Si è più volte segnalata la difficoltà, da parte delle donne, di un approccio alla politica che sia coerente con l’attuazione piena della democrazia e, quindi, con l’effettiva realizzazione di quell’eguaglianza di genere che, pure, è solennemente proclamata nelle legislazioni nazionali e internazionali. Il femminismo, fin dalle sue origini, ha generato un’immensa speranza di cambiamento, a partire dalla denuncia delle regole politiche patriarcali e delle promesse tradite della democrazia rappresentativa, e tuttavia, se il punto di partenza è stato l’esclusione delle donne dal potere, l’obiettivo finale non ha riguardato semplicemente la loro inclusione nella sfera pubblica.
Oggi che sembra disegnarsi, nel nostro paese, la mappa di un nuovo potere femminile – v. la crescita del numero di ministre, di deputate e di senatrici, oltre che delle manager nominate ai vertici di importanti società – occorrerebbe chiedersi se tale mappa documenti una vera svolta e rappresenti una risposta efficace al gender gap. Si è più volte segnalato il rischio di un’omologazione strisciante rispetto a chi ha detenuto il potere per secoli, assorbendo quindi i difetti dei vertici tradizionali o uniformandosi alla preesistente classe dirigente, anziché rompere gli schemi organizzativi, cambiare il linguaggio, introdurre un’identità e un’energia proprie. È il paradosso di un potere maschile che si rigenera grazie al cambio di genere… Ma occorre ricordare anche il rischio di una polarizzazione che vede, da un lato, nella fascia alta, donne che conquistano posizioni apicali tradizionalmente maschili e, nella fascia media, un complessivo peggioramento delle condizioni della vita quotidiana, a partire proprio da quei diritti che sembravano acquisiti, dai congedi per maternità alla parità salariale. Insomma, uomini e donne sembrano vivere ancora in mondi diversi l’accesso ai quali è mediato da ben diverse opportunità.
Sono problemi al centro della riflessione di Joan Tronto, in Caring Democracy. Markest, Equality and Justice.
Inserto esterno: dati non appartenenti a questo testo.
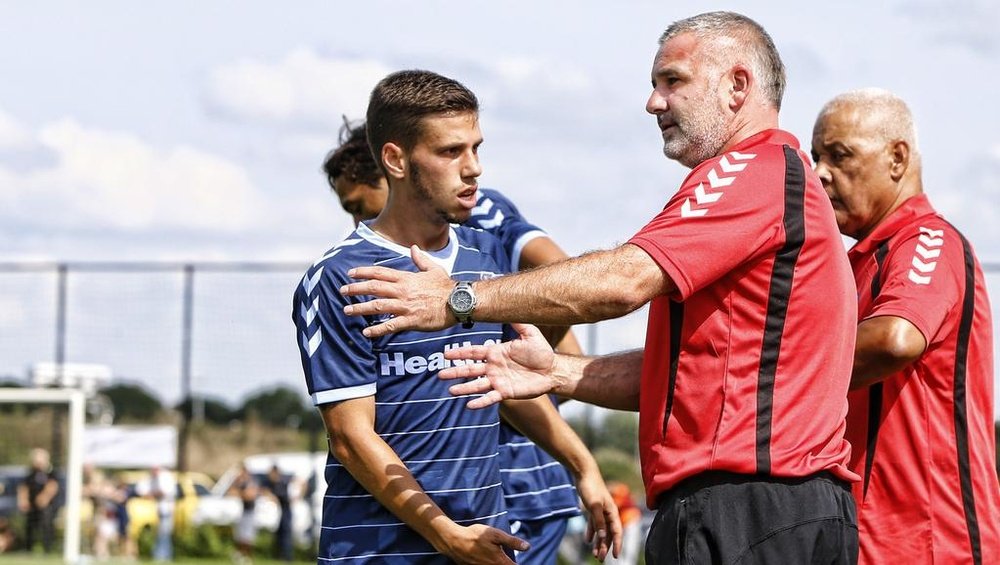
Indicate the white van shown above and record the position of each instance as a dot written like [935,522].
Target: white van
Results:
[308,485]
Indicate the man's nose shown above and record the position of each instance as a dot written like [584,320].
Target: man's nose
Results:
[656,103]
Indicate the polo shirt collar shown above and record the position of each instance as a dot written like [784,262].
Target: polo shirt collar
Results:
[914,207]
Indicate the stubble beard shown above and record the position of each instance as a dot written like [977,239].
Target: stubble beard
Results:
[700,133]
[422,192]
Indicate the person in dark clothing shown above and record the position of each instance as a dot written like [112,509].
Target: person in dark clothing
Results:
[279,487]
[36,498]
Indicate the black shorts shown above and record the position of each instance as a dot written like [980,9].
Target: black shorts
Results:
[727,518]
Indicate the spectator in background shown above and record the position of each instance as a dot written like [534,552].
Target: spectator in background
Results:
[246,488]
[36,499]
[6,535]
[631,528]
[279,487]
[123,493]
[104,498]
[162,487]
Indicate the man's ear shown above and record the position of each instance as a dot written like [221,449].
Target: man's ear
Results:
[394,160]
[899,159]
[741,79]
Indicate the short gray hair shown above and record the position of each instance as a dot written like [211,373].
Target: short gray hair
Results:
[887,113]
[747,36]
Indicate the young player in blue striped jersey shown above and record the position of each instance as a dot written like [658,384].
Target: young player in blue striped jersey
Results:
[413,478]
[538,491]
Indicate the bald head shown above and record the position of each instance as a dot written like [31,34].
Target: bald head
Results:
[734,38]
[865,149]
[881,114]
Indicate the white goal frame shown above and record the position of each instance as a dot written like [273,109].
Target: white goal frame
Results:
[74,460]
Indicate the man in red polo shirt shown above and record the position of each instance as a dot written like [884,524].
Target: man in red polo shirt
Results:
[742,385]
[921,404]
Vi si postula la stretta relazione tra democrazia, mercato e cura. L’analisi delle diverse fasi in cui si articola la pratica di cura richiama quattro elementi fondamentali dal punto di vista morale: l’attenzione, la responsabilità (qui la Tronto rinvia alla lezione di Simone Weil e di Hannah Arendt), la competenza e la responsività. Nella lettura proposta dalla studiosa americana, il Caring implica conflitto e messa in discussione delle posizioni di potere e può pertanto essere visto come la chiave per la piena realizzazione della democrazia: il prerequisito per votare, associarsi, stringere rapporti. Ma, per poter ottenere l’eguaglianza sostanziale e la democrazia, occorre soprattutto ‘formare’ i cittadini alla libertà e all’autonomia e creare reti tra tutti gli attori sociali nei loro diversi ruoli.
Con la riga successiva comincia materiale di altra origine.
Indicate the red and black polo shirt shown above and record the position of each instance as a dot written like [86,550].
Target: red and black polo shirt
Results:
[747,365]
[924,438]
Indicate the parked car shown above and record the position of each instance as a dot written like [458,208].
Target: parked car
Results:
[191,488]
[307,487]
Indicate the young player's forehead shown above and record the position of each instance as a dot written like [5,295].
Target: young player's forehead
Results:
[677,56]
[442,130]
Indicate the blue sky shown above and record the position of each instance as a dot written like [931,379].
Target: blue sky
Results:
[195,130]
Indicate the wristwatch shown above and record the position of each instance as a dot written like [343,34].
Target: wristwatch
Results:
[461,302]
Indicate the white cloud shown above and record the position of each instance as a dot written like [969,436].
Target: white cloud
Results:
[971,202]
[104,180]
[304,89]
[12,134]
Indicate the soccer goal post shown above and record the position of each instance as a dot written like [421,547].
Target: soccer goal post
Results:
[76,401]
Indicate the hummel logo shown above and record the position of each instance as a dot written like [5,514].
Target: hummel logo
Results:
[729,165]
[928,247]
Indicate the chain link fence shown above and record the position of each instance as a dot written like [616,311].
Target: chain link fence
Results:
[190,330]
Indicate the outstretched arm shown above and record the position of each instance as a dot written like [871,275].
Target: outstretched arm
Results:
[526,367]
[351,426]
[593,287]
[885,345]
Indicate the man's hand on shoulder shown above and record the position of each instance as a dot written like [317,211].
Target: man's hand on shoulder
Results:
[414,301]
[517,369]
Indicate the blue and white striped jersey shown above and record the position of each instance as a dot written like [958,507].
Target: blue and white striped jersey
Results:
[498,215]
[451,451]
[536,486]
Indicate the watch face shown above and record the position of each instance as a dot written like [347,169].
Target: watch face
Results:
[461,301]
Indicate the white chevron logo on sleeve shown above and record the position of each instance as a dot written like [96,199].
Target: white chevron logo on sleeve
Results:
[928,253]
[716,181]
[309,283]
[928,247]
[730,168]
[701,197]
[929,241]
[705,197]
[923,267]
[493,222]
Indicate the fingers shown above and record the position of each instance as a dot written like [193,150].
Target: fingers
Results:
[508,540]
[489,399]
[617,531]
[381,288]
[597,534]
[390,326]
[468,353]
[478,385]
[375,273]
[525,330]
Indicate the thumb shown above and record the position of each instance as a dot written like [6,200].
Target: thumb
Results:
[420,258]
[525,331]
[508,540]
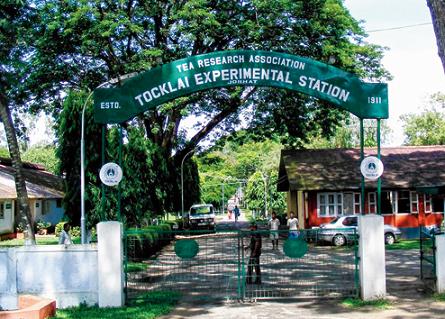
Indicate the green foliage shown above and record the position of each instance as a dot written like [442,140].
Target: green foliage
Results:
[148,306]
[150,183]
[136,266]
[68,133]
[89,47]
[42,225]
[4,152]
[45,155]
[240,157]
[347,135]
[439,297]
[404,245]
[428,127]
[355,303]
[145,242]
[59,228]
Quanto agli aspetti problematici della cura, si è più volte rilevato il rischio del paternalismo – a causa della posizione asimmetrica di chi dà e di chi riceve cura – e del particolarismo, oltre al più generale problema della diseguaglianza legato all’associazione delle pratiche di cura alle donne e ai soggetti più marginali. La cura resta ancora lontana dalla politica ‘alta’ e dalle analisi sociali, nonostante che le questioni legate alla democrazia e quelle legate alla cura siano profondamente intrecciate e possano essere affrontate solo attraverso la comprensione della democrazia in termini di cura e della cura in termini di democrazia. Partendo dalla definizione di cura e dall’idea di democrazia sembra possibile, per Tronto, configurare una ‘democrazia secondo la cura’ in cui governare significhi fondamentalmente distribuire le responsabilità dei rapporti di cura tra tutti gli attori sociali dotati di differenti capacità e abilità perché si operi un cambiamento delle stesse dimensioni dell’eguaglianza, della libertà e della solidarietà, a partire da una riconquistata fiducia.
Elevare l’etica della cura a ideale politico potrebbe rimodellare significativamente le pratiche della cittadinanza democratica. La visione antropologica su cui si fonda una Caring Democracy è infatti quella di soggetti che lavorano in relazione con altri e la cui autonomia emerge attraverso un processo complesso di crescita e di sviluppo che prevede la consapevolezza della reciproca interdipendenza e il riconoscimento della comune vulnerabilità, da intendersi come una condizione strutturale della vita umana che ne sottolinea la fragilità e quindi il bisogno condiviso e reciproco di cura. Si potrebbe affermare che se la cura ha bisogno della democrazia, per evitare ogni deriva paternalistica o particolaristica, la democrazia, a sua volta, per trattare ogni persona con eguale considerazione e rispetto, ha bisogno della cura: da qui la possibilità di creare uno spazio morale e politico in cui elaborare una cultura civile della responsabilità.